Over the course of my tenure, we did make some improvements in this area. We managed to close or reconstitute some programs that were no longer producing results. We increased the frequency of program reviews, and attempted to ensure that program leads were fully engaged by asking them to produce topics for the IETF technical plenary or Birds-of-a-Feathers (BoFs). But some programs floundered, and the floundering ones appear to be the ones least likely to schedule themselves for review.

Setting up a new program if there is energy is not hard. And, unlike IETF Working Groups, there is no particular procedural advantage to keeping a program around to “tidy up”. This suggests that the IAB might be better served by aggressive closing of programs on the principle that it is bad for the IETF to offer to do work and not complete it.

The IETF Foreign Office

When I was appointed to the IAB, I thought we needed to tease apart the roles of the IAB and the Internet Engineering Steering Group (IESG).
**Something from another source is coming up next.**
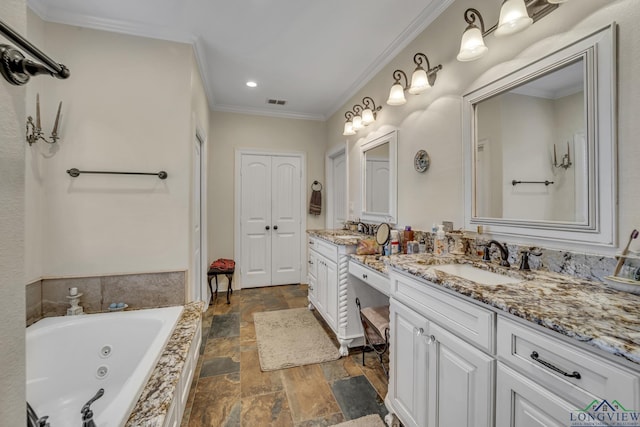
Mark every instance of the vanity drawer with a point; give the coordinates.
(372, 277)
(467, 320)
(518, 345)
(330, 251)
I believed the increasing external profile of the IESG and the IETF chair was risky for the IETF because of the role of the IESG in declaring IETF consensus. We have a hard time explaining rough consensus anyway, and there is some danger that people will mistake “IETF leadership” for people who are in control.

For better or worse, the Internet Assigned Numbers Authority (IANA) stewardship transition that happened during my IAB tenure gave me immediate exposure to the relationship between outside organizations and the IETF. It changed my mind about the “foreign office” approach. However we might like to organize ourselves and our work, most organizations are used to dealing with one another through the leadership. So, they want to talk to our leadership, even though our leaders are not really in control. We can either spend a lot of energy trying to change the way others understand us, or we can ignore the mismatch and try to achieve our more important goals. I have come around to the view that the second is more valuable.
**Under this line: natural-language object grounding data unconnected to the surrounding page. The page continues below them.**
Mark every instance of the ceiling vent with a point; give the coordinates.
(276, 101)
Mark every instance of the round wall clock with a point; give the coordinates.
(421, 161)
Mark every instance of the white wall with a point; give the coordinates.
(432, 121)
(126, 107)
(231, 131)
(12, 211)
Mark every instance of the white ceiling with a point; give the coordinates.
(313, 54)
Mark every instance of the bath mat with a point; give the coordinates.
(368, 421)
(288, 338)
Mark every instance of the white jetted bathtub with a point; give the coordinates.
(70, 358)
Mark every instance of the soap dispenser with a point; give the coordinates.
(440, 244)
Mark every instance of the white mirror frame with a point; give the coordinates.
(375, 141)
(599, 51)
The Community Is the Leadership

If our relationship to other organizations needs to conform to convention, then we must ourselves ensure that we do not allow that conventional mode of thinking to undermine our own ways of working. It is important that our leadership does not misunderstand itself as having control.

One way of promoting that kind of thinking is to try to reduce the importance of the IAB chair and instead spread that work around. We have tried to do that. Communications from the IAB do not always come from the chair, but instead are sent by whichever IAB member leads the work in question. We separated from the chair some tasks that had previously come with the job, such as that of stream manager for the IAB’s RFC stream. And, of course, the continued emphasis on programs means that there are more opportunities for the IAB to reflect views from outside itself.
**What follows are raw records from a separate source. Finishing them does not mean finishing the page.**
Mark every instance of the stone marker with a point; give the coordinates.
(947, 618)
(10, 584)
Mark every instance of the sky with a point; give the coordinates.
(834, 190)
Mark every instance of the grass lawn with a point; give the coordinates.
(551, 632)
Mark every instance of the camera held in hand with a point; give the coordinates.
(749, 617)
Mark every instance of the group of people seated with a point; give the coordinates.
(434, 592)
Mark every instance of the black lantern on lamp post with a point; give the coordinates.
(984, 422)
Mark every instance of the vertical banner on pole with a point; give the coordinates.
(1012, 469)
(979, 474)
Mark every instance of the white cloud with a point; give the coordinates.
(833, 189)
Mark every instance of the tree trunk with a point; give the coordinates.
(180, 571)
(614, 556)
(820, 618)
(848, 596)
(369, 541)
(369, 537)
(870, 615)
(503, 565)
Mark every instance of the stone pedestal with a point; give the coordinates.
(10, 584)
There is still more to do here, however. Most worrisome to me is the linking of membership in the IETF Administrative Oversight Committee (IAOC) and the IETF Trust with the position of IAB chair. Not everyone who is chosen for IAB chair is likely to be the best candidate to work on issues for the IAOC or the IETF Trust. Because of the IANA stewardship transition, the Trust is more important than it used to be, and has a greater outward role than it originally had. I hope and trust that the “IASA 2.0” effort that the IETF has started will, among other things, permit greater flexibility in how those roles are filled.

Gratitude

In closing, I thank those who have been my colleagues on the IAB, and especially those who put their confidence in me by selecting me as their chair. I also thank my employer, Dyn, particularly for its steadfast support during the period when the IANA stewardship transition took much more time and work than forecast. And I thank the community for recommending me to the Nomcom for appointment and for the good counsel I received so often during my tenure. I am honoured to have served; I hope I have served you well.